Belajar al-Qur’ān  adalah menyimpan kata demi kata “surat cinta” Sang Kekasih di benak dan hati kita. Kedua, tidak memaksa anak untuk hafal al-Qur’ān . Karena terobsesi untuk menjadikan anak kita menjadi anak yang “hebat”, sebagian pendidik dan orang tua kadang lupa bahwa proses pembelajaran tidak mungkin berjalan dengan baik tanpa kemauan dan kesadaran anak didik. Prinsip ini berkaitan erat dengan prinsip selanjutnya, yakni ketiga, melakukan kegiatan yang menyenangkan (joyfull).

Untuk menjauhkan dari pemaksaan namun pada saat yang sama tetap memotivasi anak agar menyukai belajar al-Qur’ān  adalah dengan melakukan kegiatan belajar yang menyenangkan. Keempat, belajar al-Qur’ān  dari ayat-ayat yang mudah dipahami dan diterapkan, misalnya ayat tentang berbuat baik pada orang tua, ucapkan salam, menjaga kebersihan.

Kelima, keteladanan. Ayah Husein mengatakan: “bila orang tua menginginkan anaknya menjadi pencinta al-Qur’ān  dan lebih lagi penghafal, langkah pertama yang harus dilakukan adalah orang tua harus mencintai al-Qur’ān terlebih dahulu dan rajin mambaca al-Qur’ān  di rumah”.

Penerapan Model Pembelajaran Jamī‘ah Al-Qur’ān di Indonesia: Sebuah Refleksi

Model pembelajaran yang menarik bagi anak-anak seperti di atas, tentu saja sangat menantang bagi kita di Indonesia.
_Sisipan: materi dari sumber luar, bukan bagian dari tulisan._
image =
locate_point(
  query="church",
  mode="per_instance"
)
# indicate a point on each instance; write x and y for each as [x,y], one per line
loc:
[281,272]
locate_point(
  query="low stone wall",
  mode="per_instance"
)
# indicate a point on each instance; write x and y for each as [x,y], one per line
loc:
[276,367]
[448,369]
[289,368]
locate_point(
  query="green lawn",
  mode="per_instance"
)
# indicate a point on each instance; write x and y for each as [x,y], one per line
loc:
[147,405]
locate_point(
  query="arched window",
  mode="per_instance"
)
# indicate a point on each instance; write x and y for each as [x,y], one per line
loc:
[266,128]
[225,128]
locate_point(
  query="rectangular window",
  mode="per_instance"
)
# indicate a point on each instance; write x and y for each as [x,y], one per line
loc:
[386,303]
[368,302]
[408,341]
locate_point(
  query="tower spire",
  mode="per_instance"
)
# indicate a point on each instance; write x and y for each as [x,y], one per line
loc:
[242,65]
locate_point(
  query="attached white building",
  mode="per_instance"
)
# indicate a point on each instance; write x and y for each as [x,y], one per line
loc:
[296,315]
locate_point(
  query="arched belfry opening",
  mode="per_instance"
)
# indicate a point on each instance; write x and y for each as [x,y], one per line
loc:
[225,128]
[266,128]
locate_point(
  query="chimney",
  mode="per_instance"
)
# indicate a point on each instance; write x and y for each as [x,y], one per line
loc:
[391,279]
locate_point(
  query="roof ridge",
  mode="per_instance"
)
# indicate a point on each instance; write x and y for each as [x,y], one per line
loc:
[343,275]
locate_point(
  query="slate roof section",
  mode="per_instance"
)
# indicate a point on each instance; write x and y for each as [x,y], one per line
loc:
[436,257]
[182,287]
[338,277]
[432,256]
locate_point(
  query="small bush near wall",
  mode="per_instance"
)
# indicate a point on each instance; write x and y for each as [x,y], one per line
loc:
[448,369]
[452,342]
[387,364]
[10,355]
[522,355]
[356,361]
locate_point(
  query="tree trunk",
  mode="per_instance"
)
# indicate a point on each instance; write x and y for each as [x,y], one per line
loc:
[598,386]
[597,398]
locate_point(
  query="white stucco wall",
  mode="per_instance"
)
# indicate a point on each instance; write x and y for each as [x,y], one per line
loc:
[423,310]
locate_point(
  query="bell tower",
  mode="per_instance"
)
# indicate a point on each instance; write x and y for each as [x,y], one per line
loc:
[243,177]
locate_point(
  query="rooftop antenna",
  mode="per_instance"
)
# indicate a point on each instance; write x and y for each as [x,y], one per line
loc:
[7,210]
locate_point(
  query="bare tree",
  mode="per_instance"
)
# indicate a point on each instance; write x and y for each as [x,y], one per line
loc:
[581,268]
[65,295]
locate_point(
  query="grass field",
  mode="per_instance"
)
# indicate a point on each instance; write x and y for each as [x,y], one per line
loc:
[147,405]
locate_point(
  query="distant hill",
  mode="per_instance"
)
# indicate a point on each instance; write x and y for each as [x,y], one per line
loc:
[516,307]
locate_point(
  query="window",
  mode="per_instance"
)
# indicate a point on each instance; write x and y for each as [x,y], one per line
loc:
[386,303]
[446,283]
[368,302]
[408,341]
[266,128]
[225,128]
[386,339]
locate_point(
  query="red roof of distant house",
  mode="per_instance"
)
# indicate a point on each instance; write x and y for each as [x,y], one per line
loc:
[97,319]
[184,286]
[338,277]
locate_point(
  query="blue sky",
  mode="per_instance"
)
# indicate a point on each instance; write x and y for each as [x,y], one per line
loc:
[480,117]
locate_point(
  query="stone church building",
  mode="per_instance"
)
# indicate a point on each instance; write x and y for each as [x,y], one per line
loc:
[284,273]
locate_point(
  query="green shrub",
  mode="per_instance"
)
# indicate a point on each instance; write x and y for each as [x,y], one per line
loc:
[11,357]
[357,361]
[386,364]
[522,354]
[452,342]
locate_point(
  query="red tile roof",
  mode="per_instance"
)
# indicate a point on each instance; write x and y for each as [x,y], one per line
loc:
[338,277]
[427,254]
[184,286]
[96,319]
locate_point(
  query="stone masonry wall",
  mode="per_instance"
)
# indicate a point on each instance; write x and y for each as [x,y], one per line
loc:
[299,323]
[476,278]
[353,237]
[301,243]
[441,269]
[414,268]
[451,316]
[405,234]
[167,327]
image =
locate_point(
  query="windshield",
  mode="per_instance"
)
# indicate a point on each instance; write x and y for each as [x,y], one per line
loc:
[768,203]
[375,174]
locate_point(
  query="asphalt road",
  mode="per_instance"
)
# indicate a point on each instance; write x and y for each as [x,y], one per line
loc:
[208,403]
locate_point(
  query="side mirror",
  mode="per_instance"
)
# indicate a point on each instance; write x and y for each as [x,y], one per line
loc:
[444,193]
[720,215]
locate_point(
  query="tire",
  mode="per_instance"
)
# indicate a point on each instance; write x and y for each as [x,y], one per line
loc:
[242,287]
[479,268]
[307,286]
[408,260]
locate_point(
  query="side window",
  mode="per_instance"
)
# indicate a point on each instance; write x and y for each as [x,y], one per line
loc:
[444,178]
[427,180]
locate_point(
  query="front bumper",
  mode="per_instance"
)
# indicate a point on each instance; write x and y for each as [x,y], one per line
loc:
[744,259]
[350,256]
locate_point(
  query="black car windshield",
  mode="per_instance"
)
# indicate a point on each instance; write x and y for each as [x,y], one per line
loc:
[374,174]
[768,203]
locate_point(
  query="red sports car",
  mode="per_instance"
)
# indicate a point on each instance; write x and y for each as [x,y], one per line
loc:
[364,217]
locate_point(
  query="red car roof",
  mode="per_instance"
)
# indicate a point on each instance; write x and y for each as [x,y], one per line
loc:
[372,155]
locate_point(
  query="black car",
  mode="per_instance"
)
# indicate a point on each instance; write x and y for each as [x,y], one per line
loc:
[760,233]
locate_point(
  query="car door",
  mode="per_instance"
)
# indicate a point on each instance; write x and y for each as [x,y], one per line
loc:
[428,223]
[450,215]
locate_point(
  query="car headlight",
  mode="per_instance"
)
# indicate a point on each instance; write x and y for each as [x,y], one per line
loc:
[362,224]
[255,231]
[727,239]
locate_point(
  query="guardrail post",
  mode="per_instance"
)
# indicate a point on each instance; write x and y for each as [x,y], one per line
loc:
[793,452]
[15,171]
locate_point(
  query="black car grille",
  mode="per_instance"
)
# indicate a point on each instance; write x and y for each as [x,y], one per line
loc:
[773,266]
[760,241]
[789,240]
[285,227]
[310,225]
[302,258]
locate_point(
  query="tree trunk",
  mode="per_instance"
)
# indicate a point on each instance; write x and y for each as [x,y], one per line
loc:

Apalagi model pembelajaran ini sangat aplicable dan menggunakan hampir seluruh kecerdasan. Howard Gardner mengemukakan multiple intelligences pada tahun 1983. Intinya ia menyatakan bahwa kecerdasan manusia tidak hanya intelectual quotient (IQ) belaka.

Manusia memiliki kecerdasan majemuk, yakni kecerdasan bahasa, logika matematik, musikal, kinestetis tubuh, spasial, naturalis, interpersonal, dan intrapersonal]. Tentu saja, kerja sama antara pendidik, orang tua dan lingkungan sangat penting dalam penerapannya di Indonesia. Rumah Quran di Bandung telah beberapa tahun menerapkan model ini. Dalam catatannya, kendala yang dihadapi adalah lingkungan yang kurang kondusif dalam pembelajaran Qurani.

Kurangnya keteladanan orang tua di rumah dan pengaruh negatif media massa terutama televisi yang nyaris tanpa kendali. Akhirnya kita berharap akan muncul Husein-Husein baru di Indonesia. Anak-anak kita, cahaya-cahaya di akhirat, yang mampu mambaca al-Qur’ān, memahami maknanya dan menerapkannya dalam kehidupan sehari-hari.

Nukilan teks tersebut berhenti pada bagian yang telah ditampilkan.